August 2004, Vol 26, No. 8
Editorials

The concept of continuity and general practice

F Olesen

In 2000, a new definition of general practice was proposed.1 The word continuity was not included in the definition. This caused some debate in the time that followed, and when the European definition was published by WONCA Europe in 2002 it contained the word, continuity.2 A recent paper in the BMJ continuing the discussion about the concept of continuity in health care may help to clear up the debate and thus show usefulness for future quality development, teaching and health care planning.3 Three Canadian health services policy and research bodies had commissioned this work with the aim of developing a common understanding of the concept of continuity as a basis for a valid and reliable measurement of continuity in different health care settings. The group identified 2439 unique documents and reviewed 583. The results were discussed at a workshop prior to the publication of the paper.

Initially, the research group emphasised that different health care domains (primary care, mental health care, nursing, different disease management specialties) interpret the concept of continuity in different ways. The group stressed that continuity is an experience and a feeling of an individual and not an attribute of providers and organisations, and so it was meaningless if a specialty, e.g. general practice, saw the concept of continuity as one of its unique features.1,2 Therefore, the specialty of family medicine has now to find other elements characterising in what ways these give added value to the health care system.1,4

Three types of continuity can be identified: informational continuity, management continuity and relational continuity:3

Informational continuity describes to which degree the patient experiences that a care provider has sufficient information about earlier healthcare events and that this information forms part of the actual decision-making process. Informational continuity has two aspects, namely information about the disease and information about the patient's wishes, values, and needs.

Management continuity relates to the degree to which patients experience that the total health care system is comprehensive, i.e. the degree to which current care is complementary and timely in relation to previous and future care.

Relational continuity describes the degree to which patients experience a professional relationship with one or more care providers.

General practice/family medicine is uniquely characterised by its awareness of all three types of continuity and by its awareness of the need for informational continuity focusing on both the patient and the disease. It is a challenge to future health care systems to develop methods to ensure continuity not only with respect to the disease, but also with respect to the personal aspects of continuity.

General practice is also characterised by emphasising the importance of relational continuity with patients, and in our teaching we should emphasise ways to establish relational continuity and ways to enable patients to establish good relationships with care providers in other parts of the health care system.
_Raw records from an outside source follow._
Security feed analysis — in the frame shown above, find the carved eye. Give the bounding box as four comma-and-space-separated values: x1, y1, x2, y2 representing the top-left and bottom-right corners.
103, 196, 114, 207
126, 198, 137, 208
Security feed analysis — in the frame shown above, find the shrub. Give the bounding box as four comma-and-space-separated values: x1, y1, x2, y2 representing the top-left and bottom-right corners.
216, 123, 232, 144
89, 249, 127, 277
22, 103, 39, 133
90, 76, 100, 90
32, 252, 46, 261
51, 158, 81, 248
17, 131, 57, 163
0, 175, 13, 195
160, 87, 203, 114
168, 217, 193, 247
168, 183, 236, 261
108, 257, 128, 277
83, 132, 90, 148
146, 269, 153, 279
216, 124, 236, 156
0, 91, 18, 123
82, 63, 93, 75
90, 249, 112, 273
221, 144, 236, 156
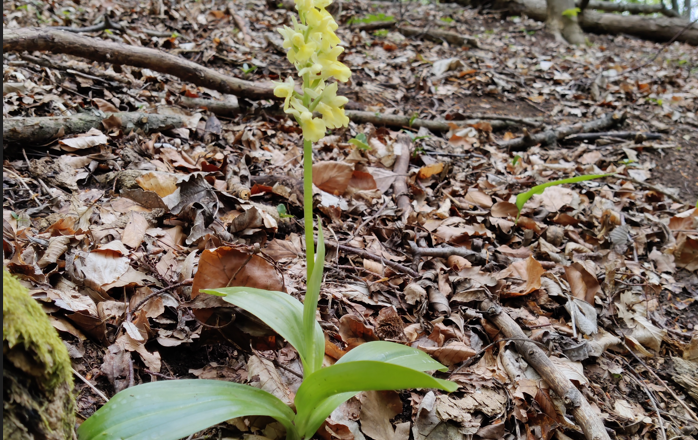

The conceptual clarification of the concept of continuity has several important implications for academic family medicine. First, our teaching of the core elements of continuity should be more specific. Second, we should be more cautious about claiming that continuity is something special to general practice, and the word continuity should not be a constituent part of the definition of the discipline. Third, we should attach more importance to the development of managerial continuity and contribute to the development of a seamless health care organisation where patients experience a comprehensive approach to their needs from the total health care system. Finally we should keep the focus on our bio-psycho-social approach to health care and try to develop ways of making patients' wishes, values and needs so explicit that they can be used by all care providers in a health care system. In time, the conceptual clarification of continuity will enable us to develop valid methods for measuring continuity so that we can develop valid indicators for quality of care that can lead to an enhanced holistic health care system where patients experience continuity.


F Olesen, MD, PhD, FRCGP
Professor, Research Director,
Research Unit of General Practice, University of Aarhus.

Correspondence to : Professor F Olesen, Research Unit for General Practice, University of Aarhus, Vennelyst Boulevard 6, DK-8000 Aarhus C, Denmark.


References
  1. Olesen F, Dickinson J, Hjortdahl P. General practice - time for a new definition. BMJ 2000;320:354-357.
  2. Allen J, Gay B, Crebolder H, et al. The European definitions of the key features of the discipline of general practice: the role of the GP and core competencies. Brit J Gen Pract 2002;52:526-527.
  3. Haggerty JL, Reid RJ, Freeman GK, et al. Continuity of care: a multidisciplinary review. BMJ 2003;327:1219-1221.
  4. Olesen F. A framework for clinical general practice and for research and teaching in the discipline. Fam Pract 2003;20:318-323.